Od dawna żadna sprawa, tak jak przeniesienie targowiska na plac przygotowany za dworcem PKS, nie podzieliła tak mieszkańców miasta.
- Część handlujących, jak i kupujących optowała za tym, by targowisko było za dworcem, część - aby wróciło na starówkę - twierdzi burmistrz. - Oczywiście, wysłuchałem obu stron. Najbardziej jednak interesowało mnie zdanie chełmnian. To jest w końcu ich targowisko, w naszym mieście. Po spotkaniu z wojewódzkim konserwatorem zabytków, na którym byli też przedstawiciele handlujących, na moją prośbę Artur Pocięgiel, inkasent z targowiska, we współpracy ze Zbigniewem Świdlikiewiczem, komendantem Straży Miejskiej, opracował nowy regulamin targowiska na rynku. Zrobił to bardzo sprawnie, ja naniosłem także swoje poprawki a na koniec Rada Miasta przyjęła go. W efekcie, od wtorku znów kwitnie tutaj handel.

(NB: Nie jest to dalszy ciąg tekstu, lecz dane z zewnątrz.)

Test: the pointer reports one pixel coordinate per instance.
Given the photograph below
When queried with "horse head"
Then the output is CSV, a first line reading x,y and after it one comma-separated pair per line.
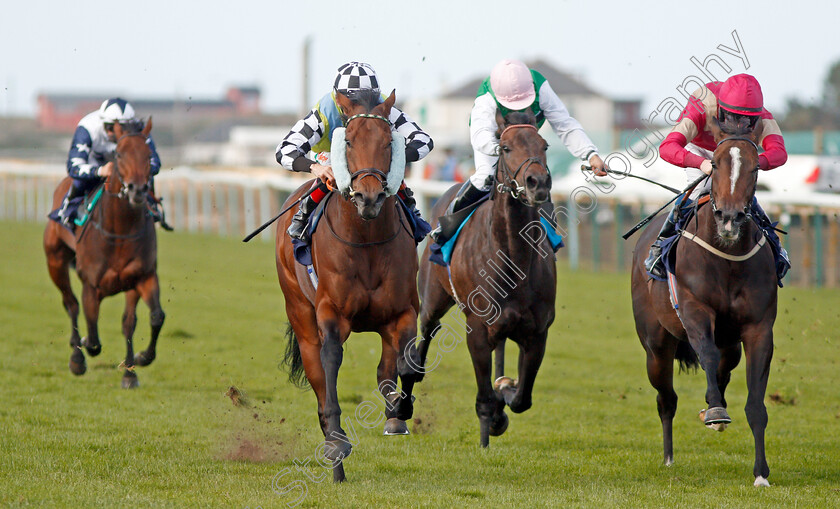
x,y
369,150
734,178
522,170
132,164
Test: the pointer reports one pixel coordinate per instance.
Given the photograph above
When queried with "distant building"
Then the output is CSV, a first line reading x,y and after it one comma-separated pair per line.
x,y
61,112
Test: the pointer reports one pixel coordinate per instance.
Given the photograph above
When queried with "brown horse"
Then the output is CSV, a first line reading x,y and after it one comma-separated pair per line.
x,y
726,293
516,299
366,264
116,251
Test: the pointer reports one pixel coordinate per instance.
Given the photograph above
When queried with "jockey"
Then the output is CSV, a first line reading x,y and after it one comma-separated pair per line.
x,y
738,105
314,133
93,141
511,86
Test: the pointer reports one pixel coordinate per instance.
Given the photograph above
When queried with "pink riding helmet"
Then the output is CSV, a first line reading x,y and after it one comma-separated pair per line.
x,y
512,84
741,94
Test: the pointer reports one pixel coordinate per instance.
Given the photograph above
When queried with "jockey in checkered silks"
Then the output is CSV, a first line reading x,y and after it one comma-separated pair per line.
x,y
314,134
93,144
737,105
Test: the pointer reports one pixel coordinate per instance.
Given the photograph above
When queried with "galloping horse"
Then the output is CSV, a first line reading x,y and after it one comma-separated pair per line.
x,y
726,292
522,276
366,263
116,251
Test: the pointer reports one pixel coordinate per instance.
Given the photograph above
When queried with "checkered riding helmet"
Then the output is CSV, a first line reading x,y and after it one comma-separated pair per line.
x,y
353,77
116,110
740,101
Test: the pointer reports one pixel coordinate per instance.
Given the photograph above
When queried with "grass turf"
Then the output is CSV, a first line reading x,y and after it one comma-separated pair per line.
x,y
592,439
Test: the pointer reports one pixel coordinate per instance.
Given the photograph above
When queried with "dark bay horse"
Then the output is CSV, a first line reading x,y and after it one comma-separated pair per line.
x,y
504,284
726,292
116,251
366,264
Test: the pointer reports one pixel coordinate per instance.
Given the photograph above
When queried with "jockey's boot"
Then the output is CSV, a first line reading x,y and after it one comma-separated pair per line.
x,y
63,213
297,229
423,227
654,263
466,196
780,255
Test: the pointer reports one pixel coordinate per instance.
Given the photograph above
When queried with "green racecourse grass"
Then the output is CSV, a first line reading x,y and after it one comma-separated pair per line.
x,y
592,438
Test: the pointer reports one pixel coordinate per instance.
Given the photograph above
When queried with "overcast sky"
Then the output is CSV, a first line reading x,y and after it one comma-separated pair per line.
x,y
626,49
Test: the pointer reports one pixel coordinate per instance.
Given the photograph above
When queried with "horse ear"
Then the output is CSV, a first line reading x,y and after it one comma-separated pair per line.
x,y
344,102
389,102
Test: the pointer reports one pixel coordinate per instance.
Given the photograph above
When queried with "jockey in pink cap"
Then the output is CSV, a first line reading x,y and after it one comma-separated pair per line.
x,y
738,106
511,86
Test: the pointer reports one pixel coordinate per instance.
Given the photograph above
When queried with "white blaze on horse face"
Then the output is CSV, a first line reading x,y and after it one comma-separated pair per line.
x,y
735,153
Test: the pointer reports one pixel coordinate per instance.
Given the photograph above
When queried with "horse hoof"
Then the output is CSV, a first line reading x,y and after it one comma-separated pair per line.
x,y
143,359
394,426
130,381
716,418
499,427
504,382
337,450
78,366
92,350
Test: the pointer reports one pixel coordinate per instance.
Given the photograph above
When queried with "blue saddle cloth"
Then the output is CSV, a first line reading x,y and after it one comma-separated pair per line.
x,y
442,255
303,249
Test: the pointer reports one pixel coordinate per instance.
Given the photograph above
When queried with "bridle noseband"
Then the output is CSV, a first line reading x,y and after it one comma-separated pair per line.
x,y
510,184
378,174
714,167
123,192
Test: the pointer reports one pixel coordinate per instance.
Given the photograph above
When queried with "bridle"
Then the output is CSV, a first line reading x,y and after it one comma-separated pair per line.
x,y
714,167
378,174
510,184
123,192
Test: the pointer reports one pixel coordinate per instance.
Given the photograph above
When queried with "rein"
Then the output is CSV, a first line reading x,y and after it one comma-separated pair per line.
x,y
368,172
510,184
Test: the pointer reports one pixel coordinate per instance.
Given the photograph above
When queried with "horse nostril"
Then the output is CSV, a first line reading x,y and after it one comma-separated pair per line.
x,y
531,182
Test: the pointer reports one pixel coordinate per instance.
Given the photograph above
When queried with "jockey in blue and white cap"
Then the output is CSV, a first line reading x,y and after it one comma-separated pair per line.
x,y
93,141
313,134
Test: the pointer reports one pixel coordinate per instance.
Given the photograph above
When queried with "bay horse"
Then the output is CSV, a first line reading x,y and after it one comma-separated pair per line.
x,y
116,251
366,264
516,300
726,292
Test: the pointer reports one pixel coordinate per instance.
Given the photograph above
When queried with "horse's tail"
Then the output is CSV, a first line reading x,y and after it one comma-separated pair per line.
x,y
293,360
687,357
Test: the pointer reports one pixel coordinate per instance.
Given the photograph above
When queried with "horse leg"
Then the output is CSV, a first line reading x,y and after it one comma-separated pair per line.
x,y
699,324
730,357
758,347
660,350
150,292
499,359
90,303
334,331
487,403
58,263
530,359
129,380
435,303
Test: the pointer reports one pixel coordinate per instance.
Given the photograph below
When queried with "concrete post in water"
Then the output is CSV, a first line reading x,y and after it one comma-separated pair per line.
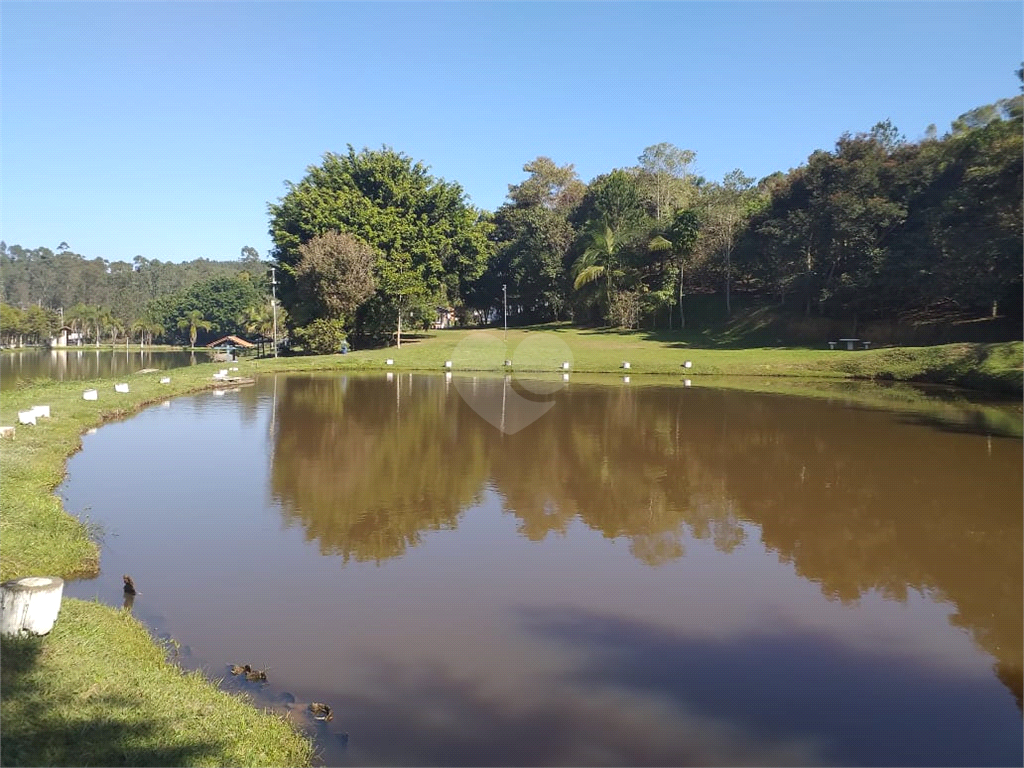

Co się zmieniło w zapisach regulaminu? - Nowy regulamin nie pozwala na wyjście z towarami poza stragany - informuje burmistrz. - Nie ograniczyliśmy tego, czym można handlować. Ważne, aby nie z łożka, namiotu, stolika rozkładanego. Na razie jednak najwięcej osób handluje na starówce owocami i warzywami, ale są też kapcie czy bielizna. Mamy teraz w Chełmnie aż dwa targowiska. Niektórzy handlują na obu. Wykupili sobie bowiem "stół" na starówce - na próbę, chociaż zachowali jednocześnie miejsce na drugim targowisku. Część kupców nawet tego nie planuje, po prostu jest zdeklarowana by pozostać na tym za dworcem.